Il “caso Minetti”, in cui è ovviamente prematuro trarre conclusioni, ha fatto sorgere un dubbio giuridico: la grazia concessa dal presidente della Repubblica può essere revocata? Il dubbio è nato dopo la lettera inviata dal Quirinale al ministero della Giustizia per effettuare ulteriori accertamenti sulla situazione di Nicole Minetti, a cui sono state cancellate le condanne a 3 anni e 11 mesi per favoreggiamento della prostituzione e peculato con la grazia ricevuta da Sergio Mattarella a febbraio.
La grazia
Partiamo dalla Costituzione. La grazia è inserita tra i poteri del capo di Stato: è lui che, con un decreto apposito, può estinguere, in tutto o in parte, «la pena inflitta con la sentenza irrevocabile o la trasforma in un’altra specie di pena prevista dalla legge (ad esempio la reclusione temporanea al posto dell’ergastolo o la multa al posto della reclusione). La grazia estingue anche le pene accessorie, se il decreto lo dispone espressamente; non estingue invece gli altri effetti penali della condanna (art. 174 c.p.)». Ai sensi dell’art. 681 del codice di procedura penale, si legge inoltre, «può essere sottoposta a condizioni».
La revoca
Se la grazia è stata condizionata e il beneficiario commette un nuovo delitto non colposo entro 5 anni dal decreto presidenziale (10 anni nel caso di grazia riguardante la pena dell’ergastolo) per il quale viene condannato a una pena detentiva, il beneficio viene revocato di diritto. La revoca è disposta dal giudice dell’esecuzione. In caso di revoca, la pena condonata torna a essere eseguibile. Il caso Minetti non rientra, però, in questa fattispecie.

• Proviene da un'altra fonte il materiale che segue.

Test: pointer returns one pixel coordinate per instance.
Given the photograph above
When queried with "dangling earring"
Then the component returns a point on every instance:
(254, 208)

Invece, se dovesse emergere che la grazia è stata concessa sulla base di presupposti falsi o occultati, potrebbe aprirsi un nuovo procedimento ministeriale volto a valutare la validità del decreto originario.
«Trattandosi di un provvedimento eccezionale – ha ribadito Alfonso Celotto, ordinario di diritto Costituzionale all’università Roma Tre, all’Ansa – va comunque valutata tutta la situazione generale. Va capito bene se la grazia sia stata concessa su presupposti erronei e se quindi a quel punto diventa revocabile o modificabile». Celotto ha ricordato che «è un principio generale del diritto quello dell’atto uguale e contrario, cioè non si può mai escludere che ci sia spazio per far venire meno una grazia se si scopre che la grazia era stata concessa sulla base di presupposti non sussistenti o non conferenti».